I’m going to talk statistics. My wife recently took an advanced statistics course as part of her Masters program, and we ended up talking about what she learned. A lot. In particular, we spent a lot of time talking about how people misunderstand statistics. Common examples:
- Statistics apply only to large numbers. If you don’t have a large enough data set, you can’t get anything meaningful out of the statistic. For instance, if I poll just ten people, I have too small a sample set to come to a decent conclusion.
- Statistics apply globally, not locally. For instance, a woman has an 13% chance of getting breast cancer if she lives to age 85. This doesn’t mean your five-year-old daughter has a 1 in 8 chance of having breast cancer right now. Take a group of people over the span of 85 years, and you end up with that stat.
- Drawing statistics from a small sample set, without looking at a similar larger sample set, leads to incorrect conclusion. If 97.7% of prison inmates eat meat, one might assume a correlation between eating meat and likelihood of becoming a prisoner until you measure the general population and find that 2.3% of the US population are vegetarians. The statistic has no particular meaning in a more limited context, it just reflects the similar statistic of the overall population.
- Correlation does not equal causation. Just because two statistics tend to have some sort of relationship to one another doesn’t mean one causes the other. It does mean, however, that there is some sort of relationship there which might be worth exploring.
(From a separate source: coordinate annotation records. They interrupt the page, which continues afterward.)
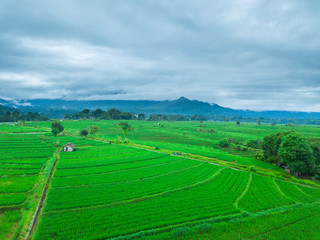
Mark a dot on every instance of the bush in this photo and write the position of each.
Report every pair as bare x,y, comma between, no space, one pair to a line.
253,169
84,132
259,156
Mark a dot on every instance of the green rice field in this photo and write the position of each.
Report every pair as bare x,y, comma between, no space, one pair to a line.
108,189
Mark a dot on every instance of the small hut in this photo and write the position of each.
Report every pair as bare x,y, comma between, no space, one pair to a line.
287,169
69,147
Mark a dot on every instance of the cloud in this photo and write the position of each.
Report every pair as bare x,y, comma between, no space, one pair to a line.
241,54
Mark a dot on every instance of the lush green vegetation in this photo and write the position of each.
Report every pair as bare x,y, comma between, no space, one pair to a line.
183,180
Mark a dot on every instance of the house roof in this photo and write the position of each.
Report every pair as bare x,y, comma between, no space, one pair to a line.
69,144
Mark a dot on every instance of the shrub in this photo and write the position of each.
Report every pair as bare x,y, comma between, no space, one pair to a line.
224,142
84,132
253,169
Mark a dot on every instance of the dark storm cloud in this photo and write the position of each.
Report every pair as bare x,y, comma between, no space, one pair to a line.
241,54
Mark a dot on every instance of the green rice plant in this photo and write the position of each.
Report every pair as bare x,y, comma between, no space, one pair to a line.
292,191
106,193
263,194
12,199
126,174
17,184
8,221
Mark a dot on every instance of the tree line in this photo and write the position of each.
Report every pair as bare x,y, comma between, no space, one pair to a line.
292,151
15,116
116,114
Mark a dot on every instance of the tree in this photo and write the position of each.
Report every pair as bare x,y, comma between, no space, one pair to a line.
125,128
93,129
316,152
56,128
113,113
15,115
84,132
98,113
67,116
296,153
259,121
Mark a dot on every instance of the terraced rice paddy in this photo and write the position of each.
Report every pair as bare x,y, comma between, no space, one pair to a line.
105,191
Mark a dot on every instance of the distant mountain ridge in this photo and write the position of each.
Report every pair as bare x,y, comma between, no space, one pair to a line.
183,106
- Discarding data that goes against your hypothesis. This is called “counting the hits and ignoring the misses”. For instance, people will often blame the weatherman for mis-calling a forecast, ignoring his 90% three-day-forecast success rate* the rest of the year. People remember the days he flubbed it, and forget the days things went as planned.
- Choosing one point in a data set. Psychics often point to a single or a few tests in an examination that support their claim to be psychics. Although those exceptional results are outliers on the bell curve of probability, since they were not repeatable, they are not exceptional in the overall arc of testing.
Now to my specific complaint:
If I hear one more person say “if scientists can’t even predict the weather, how can they predict global warming?”, I’m going to scream. Ongoing climate change, including the current upward temperature trend, isn’t a hypothesis based on weather forecasts!
The weather forecast in your home town is a teeny, tiny part of an enormous chaotic system. That chaotic system, however, is a self-contained ecosystem, and the overall ecosystem can be measured — and statistics drawn — many different ways to come up with accurate global statistics that have precisely jack to do with weather you should carry an umbrella tomorrow.
For more information on how people misunderstand and abuse statistics, read How to Lie With Statistics.
* Note: Of course, that success rate has its own sub-set of ranges of temperatures and weather conditions where it might be considered a hit or a miss. The forecast for the coming weekend is going to change a lot between Monday and Friday. However, three-day forecasts are currently pretty accurate most of the time, particularly if you look at aviation charts. The moral of the story: three-day forecasts are really useful to plan your weekend, and mostly accurate. Beyond that, anything can happen because it’s a chaotic system.